Ms Donnelly’s facility agreement with ANZ provided for a loan in Hong Kong dollars. The facility agreement included a “clawback clause” which became operative if, due to currency fluctuations, the Australian Dollar value of the loan exceeded 85% of the value of the security provided by Ms Donnelly. If this occurred, ANZ was entitled to convert the currency of the facility into Australian Dollars.

Soon after drawdown, the AUD depreciated sharply against the HKD and ANZ exercised its right under the clawback clause. The result was that Ms Donnelly’s indebtedness was converted to approximately AU$730,000, being about AU$130,000 more than the original AUD value of the loan.

ANZ commenced proceedings against Ms Donnelly for possession of the secured property and judgment for the indebtedness.

DEFENDING POSSESSION PROCEEDINGS BY CLAIMING UNCONSCIONABILITY

Mrs Donnelly defended the possession proceedings against her, arguing that ANZ had engaged in unconscionable conduct on the following basis:

  • the facility documents were signed at the “urging and direction” of Mr Stuart, a representative of ANZ;
  • Mr Stuart failed to inform her that a deterioration in the value of the AUD against the HKD would lead to an increase in the AUD equivalent of the loan indebtedness;
  • no independent financial or legal advice was offered before signing the facility; and
  • Mr Stuart misrepresented to Mrs Donnelly that the currency of the loan could only be changed at her request or with her consent.

At first instance, the court held that ANZ had not acted unconscionably. Despite finding that Mr Stuart did suggest to Ms Donnelly that the AUD would “skyrocket” and “shoot past parity before the end of the year”, the Court found there was no evidence to support Ms Donnelly’s allegations.

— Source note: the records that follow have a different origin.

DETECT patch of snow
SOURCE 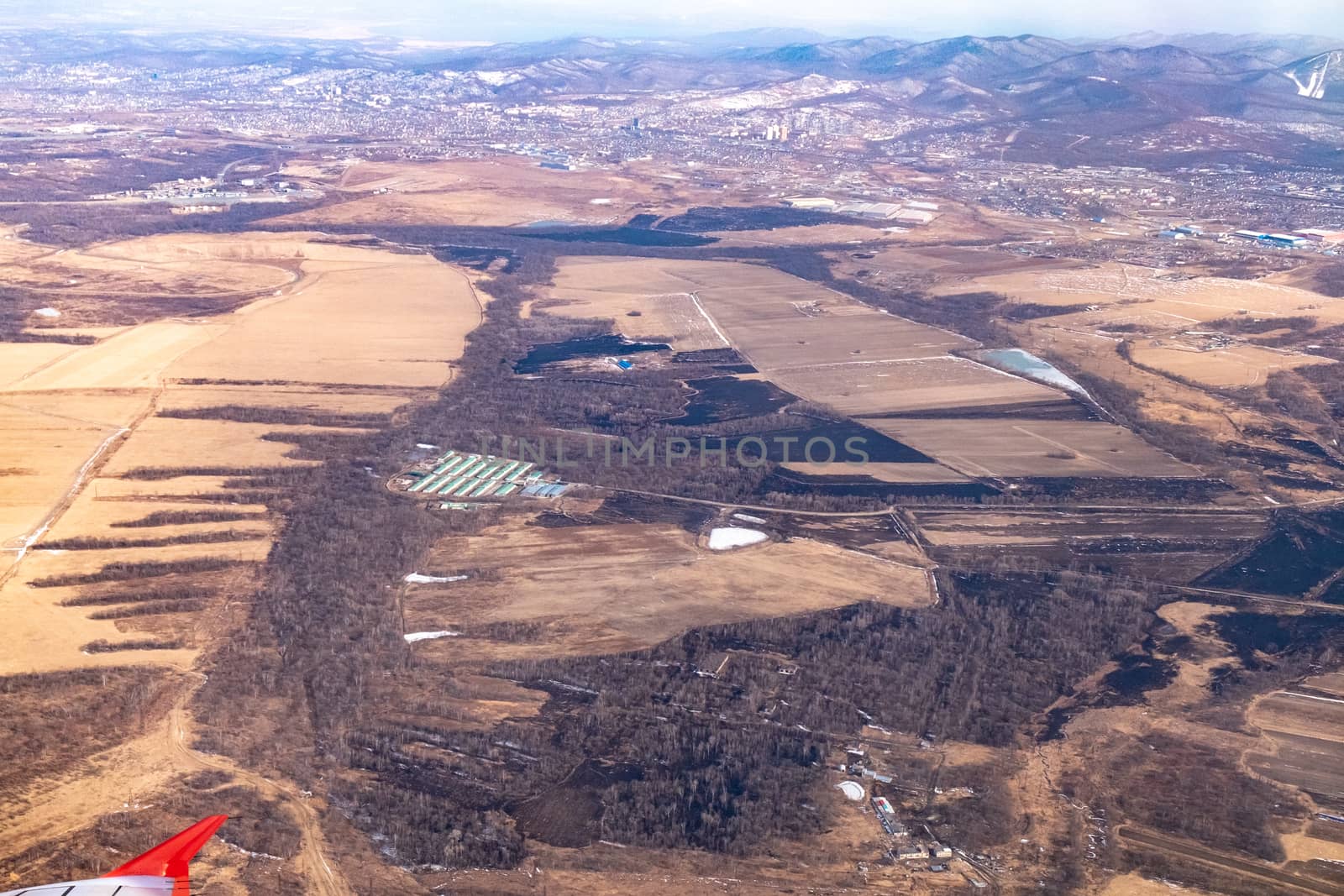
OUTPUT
[403,629,462,643]
[710,525,770,551]
[405,572,466,584]
[836,780,863,802]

The Court also determined that Ms Donnelly, being an intelligent and articulate woman, was not in a position of special disadvantage.

Ms Donnelly appealed the Court’s decision.

WHAT HAPPENED ON APPEAL?

The Court of Appeal accepted the principles of unconscionability set out in Kakavas v Crown Melbourne Ltd [2013] HCA 25. In short, the principles provide that equity will not come to the aid of someone who merely makes a bad business decision. Rather, an equitable claim of unconscionability must point to conduct of a defendant which is beyond the ordinary conduct of business.

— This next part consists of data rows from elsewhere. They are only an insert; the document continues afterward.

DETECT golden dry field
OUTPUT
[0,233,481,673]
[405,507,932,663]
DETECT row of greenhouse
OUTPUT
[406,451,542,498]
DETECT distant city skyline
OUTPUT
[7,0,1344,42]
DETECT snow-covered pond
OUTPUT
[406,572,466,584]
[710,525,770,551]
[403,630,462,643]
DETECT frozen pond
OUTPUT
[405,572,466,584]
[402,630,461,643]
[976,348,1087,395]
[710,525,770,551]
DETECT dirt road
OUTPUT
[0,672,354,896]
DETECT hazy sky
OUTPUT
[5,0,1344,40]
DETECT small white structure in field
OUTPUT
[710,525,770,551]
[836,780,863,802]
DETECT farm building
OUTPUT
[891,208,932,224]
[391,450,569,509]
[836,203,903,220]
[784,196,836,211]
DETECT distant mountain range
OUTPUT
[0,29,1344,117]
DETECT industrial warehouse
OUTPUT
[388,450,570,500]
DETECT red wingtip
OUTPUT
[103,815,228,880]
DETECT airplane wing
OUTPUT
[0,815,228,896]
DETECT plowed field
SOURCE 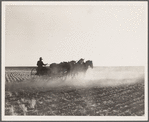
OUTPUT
[5,66,145,116]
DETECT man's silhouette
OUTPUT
[37,57,46,75]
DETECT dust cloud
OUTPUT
[5,68,144,91]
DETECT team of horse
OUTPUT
[39,58,93,78]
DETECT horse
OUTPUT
[49,62,70,77]
[72,60,93,77]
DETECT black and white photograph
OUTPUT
[1,1,148,121]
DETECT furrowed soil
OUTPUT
[5,67,145,116]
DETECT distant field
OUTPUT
[5,67,145,116]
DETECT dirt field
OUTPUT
[5,67,145,116]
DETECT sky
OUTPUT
[3,1,148,66]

Applying this principal, the Court of Appeal found that the fact that Ms Donnelly did not read or have a perfect understanding of the terms of the facility agreement was not a sufficient basis for a claim of unconscionability. Ms Donnelly had to show conduct on the part of ANZ that was unconscionable.

In this regard, the Court of Appeal found that ANZ had taken reasonable steps to inform Ms Donnelly of the risk of the AUD decreasing against the HKD. In making this finding, the Court relied in part on the evidence of Mr Stuart’s usual practice of explaining the effect of exchange rate movements to customers, as opposed to his actual recollection of events. The Court found that Ms Donnelly failed to demonstrate that it was contrary to incontrovertible facts or that it was glaringly improbable that Mr Stuart’s usual practice was not applied in her case.

The court also confirmed that the failure of ANZ to recommend that Ms Donnelly obtain legal advice was not unconscionable in the circumstances of the case. The Court found on the facts that it was Ms Donnelly’s choice not to seek legal advice from lawyers in her family or a solicitor acting for her on another transaction.

COMMENT

This decision confirms that where banks engage in arm’s length commercial transactions with parties that are not in a position of some special disadvantage, Courts are not willing to assist those parties in the event they become the victims of their own improvident transactions.

It was relevant in this case that Mrs Donnelly was an intelligent woman who entered into the Facility for currency gains. In such circumstances, a mere failure by the bank to invite a customer to obtain legal advice does not constitute unconscionability.

It should also provide some comfort to banks that the Court’s are willing to accept evidence of bank officer’s usual practices, in circumstances where the customer is unable to point to evidence to the contrary.